When a member of a tax-writing committee suggests a specific tax break, a U.S. Treasury official explained, the committee staff makes an estimate based on the proposal.
But the "wording of the statute has not been finalized," he said, "and the people who are finalizing the language are not the ones who have been involved in making the estimate."
"So there's a misunderstanding between them that only becomes apparent after one sees the estimate by itself and also has the luxury of being able to see the wording of the statute."
Such blunders aside, even the understated $10.6 billion revenue-loss estimate from the 1986 tax bill represents a major drain when measured against the federal taxes that others must pay.
It exceeds the income taxes that will be paid by all low- and middle-income individuals and families in Vermont, South Dakota and Wyoming for the next five years.
It exceeds the telephone excise tax that will be paid through much of the 1990s by all low- and middle-income individuals and families - a regressive tax that was due to expire last December but that Congress retained in order to raise revenue to meet its budget goals.
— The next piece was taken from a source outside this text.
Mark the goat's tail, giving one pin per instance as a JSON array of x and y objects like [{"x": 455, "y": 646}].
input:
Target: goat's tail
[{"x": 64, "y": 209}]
It is the equivalent of the income tax that will be paid by 1 million families earning $25,000 annually for the next five years.
Indeed, ordinary taxpayers across the country must make up part of the lost revenue. They are the individuals and families who, under the 1986 Tax Reform Act, are being taxed for the first time on college fellowships, full unemployment compensation benefits and some unreimbursed employee business expenses and who have lost all or part of their traditional deductions for medical expenses, sales taxes and consumer interest.
They are the individuals and families who, in many cases, will pay higher taxes this year as a result of Congress' decision to gut the progressive rate system and to tax a single professional woman who earns $25,000 at the same marginal 28 percent rate as an investor who earns $25 million.
They are the individuals and families who Jan. 1 began paying higher Social Security taxes - another levy borne disproportionately by low- and middle- income people - and who will see that tax go up again in 1990.
Congress' tax reformers, to be sure, downplay the cost of personal tax breaks and chide critics of them.